“I’d love to”: the guitarist Billy Joel always wanted to work with
Billy Joel isn’t a man who collaborates all too often.
Despite standing as one of the States’ most lauded songsmiths, Joel keeps a fairly closed shop in the studio. He lent his croon to numbers by Barbara Streisand and Tony Bennett, but otherwise, there are few cameos on Joel’s own work. He loosened up for 1986’s The Bridge, roping in Stevie Winwood to play the organ, inviting a vocal duet with Ray Charles, and even co-writing ‘Code of Silence’ with Cyndi Lauper.
But for the most part, songwriting is a solitary process for the ‘Piano Man’. How else could he pen those early hits with such a candid, personal touch with someone else’s fingerprints all over the whimsical likes of ‘Movin’ Out (Anthony’s Song)’ or ‘She’s Always a Woman’? Sure, he can tour with Elton John on repeat for the long-running Face to Face tour, but can such two heavyweights work on a Joel number without compromising his unmistakable lyrical pen?
Strangely, it’s his later work that’s pulled the creative drawbridges up that much higher, despite his tentative chart presence. Joel hasn’t dropped a conventional rock/pop album since 1993’s River of Dreams, 2001, seeing his foray into classical with Fantasies & Delusions, but recent singles like ‘Christmas in Fallujah’ saw Joel double up with Cass Dillon behind the mic, and even inviting a small team to help pen 2024’s ‘Turn the Lights Back On’.
No big LP project looks to be out anytime soon, however. With that, any big ideas bringing Joel’s heroes into the studio for one last album hurrah feel vanishingly thin as time moves on. Had such a record ever been cut, Joel did once reveal the artist he’d eagerly bring in for an LP or single session if he could help it.
“Sure [Eric] Clapton would be somebody I’d love to work with someday if I was recording rock ‘n’ roll,” Joel told MassLive in 2008. “But I don’t know if that’s ever going to happen again. I learned not to say ‘No, that will never happen again,’ but you never know what you’re going to do.”

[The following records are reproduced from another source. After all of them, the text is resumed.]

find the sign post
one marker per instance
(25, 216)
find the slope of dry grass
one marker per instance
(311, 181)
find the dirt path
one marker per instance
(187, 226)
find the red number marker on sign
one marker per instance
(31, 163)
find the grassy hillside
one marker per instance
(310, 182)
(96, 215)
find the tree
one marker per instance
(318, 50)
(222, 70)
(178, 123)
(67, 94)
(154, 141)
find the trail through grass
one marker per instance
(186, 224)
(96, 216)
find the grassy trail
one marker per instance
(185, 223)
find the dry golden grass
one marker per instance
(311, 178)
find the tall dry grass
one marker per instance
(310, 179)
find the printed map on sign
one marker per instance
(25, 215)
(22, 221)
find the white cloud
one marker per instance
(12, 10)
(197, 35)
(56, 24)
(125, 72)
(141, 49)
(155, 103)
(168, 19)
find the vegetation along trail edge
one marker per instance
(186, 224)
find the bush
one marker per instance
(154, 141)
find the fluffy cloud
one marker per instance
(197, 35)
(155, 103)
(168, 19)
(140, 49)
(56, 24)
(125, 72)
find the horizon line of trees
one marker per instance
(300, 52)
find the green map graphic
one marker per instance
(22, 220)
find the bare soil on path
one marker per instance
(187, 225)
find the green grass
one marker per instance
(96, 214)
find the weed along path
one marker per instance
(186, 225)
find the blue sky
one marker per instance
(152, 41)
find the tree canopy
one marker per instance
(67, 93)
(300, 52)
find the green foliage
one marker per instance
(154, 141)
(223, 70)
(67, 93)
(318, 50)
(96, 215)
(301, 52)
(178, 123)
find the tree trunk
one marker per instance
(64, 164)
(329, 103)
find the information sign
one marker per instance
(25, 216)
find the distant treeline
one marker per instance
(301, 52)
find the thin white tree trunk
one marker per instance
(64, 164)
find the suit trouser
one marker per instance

Unlike Joel, Clapton is the king of collaborations. The guitar maestro had soldiered through as many as five acclaimed bands before eventually going it solo, counting himself as one of the very exclusive club of outsiders ever invited to lay down a track for The Beatles and counts credits from everybody across BB King to The Rolling Stones. Why not add a Joel number to his session CV?

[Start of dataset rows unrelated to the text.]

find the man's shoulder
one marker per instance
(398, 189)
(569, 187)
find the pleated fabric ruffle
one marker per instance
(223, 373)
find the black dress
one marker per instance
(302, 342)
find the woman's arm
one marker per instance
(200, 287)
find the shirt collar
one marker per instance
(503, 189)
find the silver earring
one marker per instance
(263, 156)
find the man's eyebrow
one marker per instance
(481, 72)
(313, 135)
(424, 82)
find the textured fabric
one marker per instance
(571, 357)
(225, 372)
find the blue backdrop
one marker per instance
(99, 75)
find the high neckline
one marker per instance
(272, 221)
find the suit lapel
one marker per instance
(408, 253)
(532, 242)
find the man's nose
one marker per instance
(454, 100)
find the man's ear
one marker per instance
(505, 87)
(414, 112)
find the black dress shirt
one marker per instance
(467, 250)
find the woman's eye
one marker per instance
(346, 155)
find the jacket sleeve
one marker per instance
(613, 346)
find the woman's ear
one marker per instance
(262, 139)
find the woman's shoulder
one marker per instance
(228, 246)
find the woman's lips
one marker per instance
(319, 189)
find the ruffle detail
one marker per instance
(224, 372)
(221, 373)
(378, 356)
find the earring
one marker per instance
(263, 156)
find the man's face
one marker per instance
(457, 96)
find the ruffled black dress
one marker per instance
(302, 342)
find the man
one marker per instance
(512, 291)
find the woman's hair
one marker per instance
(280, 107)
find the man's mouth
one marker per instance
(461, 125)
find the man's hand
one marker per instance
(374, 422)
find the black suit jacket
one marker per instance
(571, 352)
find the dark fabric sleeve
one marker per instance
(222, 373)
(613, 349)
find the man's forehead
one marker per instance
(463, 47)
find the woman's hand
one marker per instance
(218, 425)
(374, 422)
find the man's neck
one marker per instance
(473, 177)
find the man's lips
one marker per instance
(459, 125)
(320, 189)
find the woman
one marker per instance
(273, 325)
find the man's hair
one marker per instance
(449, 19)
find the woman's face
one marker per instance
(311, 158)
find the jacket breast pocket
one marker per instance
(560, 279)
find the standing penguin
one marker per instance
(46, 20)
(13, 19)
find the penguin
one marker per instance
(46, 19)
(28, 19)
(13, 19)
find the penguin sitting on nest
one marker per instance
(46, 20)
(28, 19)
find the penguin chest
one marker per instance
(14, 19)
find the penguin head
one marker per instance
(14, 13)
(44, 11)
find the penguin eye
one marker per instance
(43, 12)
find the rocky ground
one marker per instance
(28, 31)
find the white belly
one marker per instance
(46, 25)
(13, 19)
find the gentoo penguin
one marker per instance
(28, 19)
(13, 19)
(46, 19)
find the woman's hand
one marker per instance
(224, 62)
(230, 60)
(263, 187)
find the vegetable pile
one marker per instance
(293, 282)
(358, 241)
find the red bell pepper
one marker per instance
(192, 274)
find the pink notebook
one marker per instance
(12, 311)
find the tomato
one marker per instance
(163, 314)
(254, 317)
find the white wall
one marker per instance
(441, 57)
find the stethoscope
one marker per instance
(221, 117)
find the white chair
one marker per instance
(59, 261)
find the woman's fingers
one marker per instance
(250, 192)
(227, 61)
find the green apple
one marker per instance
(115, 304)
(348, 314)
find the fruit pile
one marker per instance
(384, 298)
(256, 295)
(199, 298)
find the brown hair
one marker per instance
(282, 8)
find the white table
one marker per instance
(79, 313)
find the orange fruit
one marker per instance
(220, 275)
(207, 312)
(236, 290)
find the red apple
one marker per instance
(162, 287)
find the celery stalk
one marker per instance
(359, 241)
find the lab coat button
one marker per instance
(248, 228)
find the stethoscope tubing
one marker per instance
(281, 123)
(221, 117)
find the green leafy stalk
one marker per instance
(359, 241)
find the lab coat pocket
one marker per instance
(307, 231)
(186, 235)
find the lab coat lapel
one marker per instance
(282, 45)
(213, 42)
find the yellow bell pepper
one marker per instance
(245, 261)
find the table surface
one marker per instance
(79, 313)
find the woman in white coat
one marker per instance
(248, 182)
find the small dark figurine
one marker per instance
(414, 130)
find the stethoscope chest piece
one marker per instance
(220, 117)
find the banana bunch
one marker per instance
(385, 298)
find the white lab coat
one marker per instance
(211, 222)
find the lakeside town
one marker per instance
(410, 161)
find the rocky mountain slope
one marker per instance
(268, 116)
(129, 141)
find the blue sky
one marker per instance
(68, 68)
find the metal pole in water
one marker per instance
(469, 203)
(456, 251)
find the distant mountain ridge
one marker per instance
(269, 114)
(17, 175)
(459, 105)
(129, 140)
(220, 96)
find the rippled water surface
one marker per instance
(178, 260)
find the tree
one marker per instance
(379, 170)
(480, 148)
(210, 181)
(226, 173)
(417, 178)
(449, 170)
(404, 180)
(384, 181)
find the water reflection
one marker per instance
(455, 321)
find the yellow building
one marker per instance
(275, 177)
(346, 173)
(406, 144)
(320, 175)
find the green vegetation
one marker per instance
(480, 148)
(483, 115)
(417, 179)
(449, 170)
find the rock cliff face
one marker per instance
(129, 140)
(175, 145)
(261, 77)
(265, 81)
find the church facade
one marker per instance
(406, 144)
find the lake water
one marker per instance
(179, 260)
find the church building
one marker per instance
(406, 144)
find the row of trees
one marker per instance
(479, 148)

Then there’s the prolificacy. Even since Joel’s classic LP, let alone rock, Clapton’s been busy, dropping a hefty eight albums, from immersions in the songbook of his beloved blues master Robert Johnson to a fully-blown Christmas record. If Joel’s serious about a collab, best offer his services to Clapton album number 23 pronto.
You can’t force these things, but with the pop smatterings in recent years, a chance to join forces with the old Cream guitarist may just induce the one final rock and roll offering fans have been waiting so long for.